第12話「悟り」
櫻江達と分かれて、俺は自分が本を読んでいた席に戻った。
(今日は本を読みに来たんだから、それに集中しよう)
近くに櫻江がいると思うと、どうしても気になってしまう。
だが、館内の本の匂いに落ち着きを取り戻した俺は、なるべく気にしない事にして次の本に手を伸ばした。
勉強会をはじめて1時間程が経過した。
自習室には私達以外にも数人の利用者がいて、みんな静かに勉強している。
パッと見て並べている参考書や問題集の量から、恐らくほとんどが今年の受験生だとわかった。
私達も端の席で、その人達の邪魔にならないように座っている。
「……芹香。これ、わからない」
「うん、見せて?」
基本的には茜がわからないところを、芹香が教えている。
たまに私まで質問が飛んでくる事はあったが、ほとんど芹香だけで大丈夫そうだし、私は自分の分の宿題に集中出来ていた。
(……もう、終わっちゃったんだけどな)
数学の問題集を広げてはいるが、わからない問題はあったものの、そこ以外の回答欄は埋まってしまった。
そもそも夏休み中いつ翔太くんとの時間が出来るかもわからないので、早めに終わるように計画は立てていたから今日までにほとんど終わらせていたのだ。
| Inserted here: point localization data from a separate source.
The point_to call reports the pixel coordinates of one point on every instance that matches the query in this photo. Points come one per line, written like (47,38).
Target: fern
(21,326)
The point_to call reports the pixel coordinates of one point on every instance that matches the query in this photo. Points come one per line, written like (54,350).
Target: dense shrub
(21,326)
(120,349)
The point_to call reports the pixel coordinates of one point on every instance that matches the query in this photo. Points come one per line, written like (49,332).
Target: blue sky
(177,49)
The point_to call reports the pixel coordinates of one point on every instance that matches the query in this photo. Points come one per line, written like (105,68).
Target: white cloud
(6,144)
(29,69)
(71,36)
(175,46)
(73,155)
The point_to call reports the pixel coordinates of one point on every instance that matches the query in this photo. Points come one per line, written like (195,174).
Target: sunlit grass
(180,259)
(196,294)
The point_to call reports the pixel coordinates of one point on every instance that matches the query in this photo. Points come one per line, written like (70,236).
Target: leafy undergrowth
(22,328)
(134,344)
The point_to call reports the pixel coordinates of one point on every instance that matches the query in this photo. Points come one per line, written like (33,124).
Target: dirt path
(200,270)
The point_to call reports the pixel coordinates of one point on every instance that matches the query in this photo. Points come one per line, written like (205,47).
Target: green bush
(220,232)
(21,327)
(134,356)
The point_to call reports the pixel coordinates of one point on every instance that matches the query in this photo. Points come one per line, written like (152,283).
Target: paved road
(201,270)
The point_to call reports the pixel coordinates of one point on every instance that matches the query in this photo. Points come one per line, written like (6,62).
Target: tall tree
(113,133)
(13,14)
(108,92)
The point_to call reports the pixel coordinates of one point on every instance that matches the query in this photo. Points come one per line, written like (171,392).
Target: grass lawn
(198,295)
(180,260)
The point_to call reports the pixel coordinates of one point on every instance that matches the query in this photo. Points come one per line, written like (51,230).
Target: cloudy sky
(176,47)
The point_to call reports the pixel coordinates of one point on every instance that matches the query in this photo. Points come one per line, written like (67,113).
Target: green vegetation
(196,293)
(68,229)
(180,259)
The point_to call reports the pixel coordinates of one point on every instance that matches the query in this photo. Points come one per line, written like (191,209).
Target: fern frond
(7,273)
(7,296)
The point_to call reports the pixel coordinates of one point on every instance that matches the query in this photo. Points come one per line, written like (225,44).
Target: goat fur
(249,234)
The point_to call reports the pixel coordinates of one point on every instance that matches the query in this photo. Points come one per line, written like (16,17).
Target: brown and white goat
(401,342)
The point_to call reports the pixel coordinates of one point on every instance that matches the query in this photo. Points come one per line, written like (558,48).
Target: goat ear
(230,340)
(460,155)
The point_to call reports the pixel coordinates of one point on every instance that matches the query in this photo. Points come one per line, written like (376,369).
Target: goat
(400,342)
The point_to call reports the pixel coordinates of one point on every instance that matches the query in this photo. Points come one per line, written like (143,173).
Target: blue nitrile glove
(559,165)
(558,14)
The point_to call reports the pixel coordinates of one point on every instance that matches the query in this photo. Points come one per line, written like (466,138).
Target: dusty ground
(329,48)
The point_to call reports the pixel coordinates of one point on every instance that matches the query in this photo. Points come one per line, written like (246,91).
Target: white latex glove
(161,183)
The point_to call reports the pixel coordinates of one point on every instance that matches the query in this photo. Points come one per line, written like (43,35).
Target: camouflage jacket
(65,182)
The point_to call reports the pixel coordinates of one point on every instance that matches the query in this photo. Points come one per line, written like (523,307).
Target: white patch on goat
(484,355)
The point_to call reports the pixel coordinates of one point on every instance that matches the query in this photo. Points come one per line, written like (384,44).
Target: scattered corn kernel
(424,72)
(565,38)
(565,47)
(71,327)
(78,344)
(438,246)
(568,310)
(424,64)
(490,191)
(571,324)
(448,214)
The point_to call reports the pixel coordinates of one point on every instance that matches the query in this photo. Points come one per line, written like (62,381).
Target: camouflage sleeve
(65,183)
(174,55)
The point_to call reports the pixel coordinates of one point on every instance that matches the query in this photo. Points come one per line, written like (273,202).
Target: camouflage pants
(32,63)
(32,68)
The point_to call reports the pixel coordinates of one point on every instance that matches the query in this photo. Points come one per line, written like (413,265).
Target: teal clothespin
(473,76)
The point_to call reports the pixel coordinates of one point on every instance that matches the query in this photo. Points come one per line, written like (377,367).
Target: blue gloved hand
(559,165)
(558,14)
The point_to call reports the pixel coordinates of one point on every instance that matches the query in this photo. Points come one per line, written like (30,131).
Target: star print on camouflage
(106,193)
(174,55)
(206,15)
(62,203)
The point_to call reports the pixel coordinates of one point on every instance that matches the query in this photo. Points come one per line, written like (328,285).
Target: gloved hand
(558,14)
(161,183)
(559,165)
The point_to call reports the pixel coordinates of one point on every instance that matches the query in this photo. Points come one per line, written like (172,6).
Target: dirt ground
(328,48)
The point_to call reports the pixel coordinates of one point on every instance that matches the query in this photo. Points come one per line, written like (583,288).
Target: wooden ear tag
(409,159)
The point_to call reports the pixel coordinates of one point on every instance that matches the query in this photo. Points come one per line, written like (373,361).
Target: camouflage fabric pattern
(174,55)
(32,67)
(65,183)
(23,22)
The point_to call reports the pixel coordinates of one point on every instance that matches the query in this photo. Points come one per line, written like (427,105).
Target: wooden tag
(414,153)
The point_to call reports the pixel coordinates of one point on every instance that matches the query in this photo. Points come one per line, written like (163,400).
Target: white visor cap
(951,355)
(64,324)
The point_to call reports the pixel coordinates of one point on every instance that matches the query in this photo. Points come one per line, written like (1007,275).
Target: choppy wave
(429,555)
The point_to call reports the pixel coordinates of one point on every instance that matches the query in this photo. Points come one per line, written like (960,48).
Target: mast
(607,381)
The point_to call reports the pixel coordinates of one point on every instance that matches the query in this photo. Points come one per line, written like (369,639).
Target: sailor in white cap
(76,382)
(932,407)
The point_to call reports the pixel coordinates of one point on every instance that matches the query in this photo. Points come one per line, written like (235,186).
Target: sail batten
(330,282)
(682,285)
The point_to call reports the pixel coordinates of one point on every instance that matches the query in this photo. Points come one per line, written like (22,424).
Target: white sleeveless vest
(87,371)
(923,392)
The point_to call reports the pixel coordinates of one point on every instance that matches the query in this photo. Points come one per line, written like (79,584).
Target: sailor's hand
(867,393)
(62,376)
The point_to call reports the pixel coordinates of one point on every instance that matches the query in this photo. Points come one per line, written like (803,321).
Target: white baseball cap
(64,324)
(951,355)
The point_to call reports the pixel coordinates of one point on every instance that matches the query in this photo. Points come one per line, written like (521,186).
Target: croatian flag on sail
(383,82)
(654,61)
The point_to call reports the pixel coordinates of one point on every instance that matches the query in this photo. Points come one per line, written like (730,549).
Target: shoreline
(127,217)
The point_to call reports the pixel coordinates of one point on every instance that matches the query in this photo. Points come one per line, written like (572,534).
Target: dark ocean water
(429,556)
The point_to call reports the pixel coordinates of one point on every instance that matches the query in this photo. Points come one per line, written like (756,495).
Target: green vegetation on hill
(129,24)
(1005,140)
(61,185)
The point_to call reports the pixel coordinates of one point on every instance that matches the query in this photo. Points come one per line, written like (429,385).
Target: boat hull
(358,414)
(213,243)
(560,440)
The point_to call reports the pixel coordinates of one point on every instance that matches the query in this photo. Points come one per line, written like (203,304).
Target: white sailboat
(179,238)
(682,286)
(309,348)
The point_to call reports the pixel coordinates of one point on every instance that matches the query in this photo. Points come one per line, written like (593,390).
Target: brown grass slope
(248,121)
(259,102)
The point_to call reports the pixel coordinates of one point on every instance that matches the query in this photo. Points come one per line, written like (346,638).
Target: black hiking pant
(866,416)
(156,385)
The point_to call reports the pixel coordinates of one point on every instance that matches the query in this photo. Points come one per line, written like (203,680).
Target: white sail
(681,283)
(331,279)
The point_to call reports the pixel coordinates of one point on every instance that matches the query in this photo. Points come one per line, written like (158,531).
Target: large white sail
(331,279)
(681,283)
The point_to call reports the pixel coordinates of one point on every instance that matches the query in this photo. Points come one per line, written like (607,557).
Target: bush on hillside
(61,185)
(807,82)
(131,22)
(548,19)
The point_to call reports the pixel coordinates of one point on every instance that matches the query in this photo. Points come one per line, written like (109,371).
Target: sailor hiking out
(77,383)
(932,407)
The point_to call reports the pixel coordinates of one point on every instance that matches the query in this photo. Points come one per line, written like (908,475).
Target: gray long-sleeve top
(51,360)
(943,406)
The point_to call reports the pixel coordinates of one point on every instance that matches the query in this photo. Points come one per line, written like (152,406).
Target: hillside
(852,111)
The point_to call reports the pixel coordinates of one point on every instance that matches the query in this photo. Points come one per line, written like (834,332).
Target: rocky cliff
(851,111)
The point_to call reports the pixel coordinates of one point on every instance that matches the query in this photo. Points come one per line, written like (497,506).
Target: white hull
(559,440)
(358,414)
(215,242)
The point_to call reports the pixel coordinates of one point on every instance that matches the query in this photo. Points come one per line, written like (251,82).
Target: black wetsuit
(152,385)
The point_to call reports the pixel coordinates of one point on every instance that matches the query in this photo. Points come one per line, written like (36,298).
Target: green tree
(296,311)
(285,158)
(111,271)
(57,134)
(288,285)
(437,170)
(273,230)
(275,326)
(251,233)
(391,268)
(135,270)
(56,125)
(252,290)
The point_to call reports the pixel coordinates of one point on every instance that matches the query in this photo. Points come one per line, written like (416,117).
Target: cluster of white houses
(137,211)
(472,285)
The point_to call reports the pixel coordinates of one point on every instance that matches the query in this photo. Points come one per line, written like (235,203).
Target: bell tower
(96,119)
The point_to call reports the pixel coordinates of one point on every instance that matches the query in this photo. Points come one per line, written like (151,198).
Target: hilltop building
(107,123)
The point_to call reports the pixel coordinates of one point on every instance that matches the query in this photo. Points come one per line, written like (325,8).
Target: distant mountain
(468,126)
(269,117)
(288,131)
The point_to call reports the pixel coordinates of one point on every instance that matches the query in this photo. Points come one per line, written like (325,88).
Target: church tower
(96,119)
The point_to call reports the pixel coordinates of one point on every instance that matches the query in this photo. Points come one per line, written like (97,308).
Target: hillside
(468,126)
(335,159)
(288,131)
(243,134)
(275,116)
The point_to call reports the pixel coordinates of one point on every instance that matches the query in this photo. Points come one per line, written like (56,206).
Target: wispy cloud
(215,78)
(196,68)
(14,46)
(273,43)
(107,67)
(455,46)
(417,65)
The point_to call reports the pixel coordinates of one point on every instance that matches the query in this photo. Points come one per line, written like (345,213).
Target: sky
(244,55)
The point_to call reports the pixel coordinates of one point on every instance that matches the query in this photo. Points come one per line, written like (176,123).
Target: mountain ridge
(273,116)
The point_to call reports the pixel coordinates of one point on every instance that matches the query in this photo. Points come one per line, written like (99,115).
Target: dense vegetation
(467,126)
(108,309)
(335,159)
それをこの時間で片付けてしまったので、正直、私はする事がない。
(……翔太くん、何してるかな)
ほぼ間違いなく本を読んでいるのだろうが、どうしても気になる。
しかも、今日なら私服姿で本を読む彼を写真に収める事が出来るかも知れないし……。
それに翔太くんのお家に行ってから、もう5日も経っている。
翔太くんは『別の料理を考えておく』と言ったクセに、あれからちっとも連絡を返してくれない。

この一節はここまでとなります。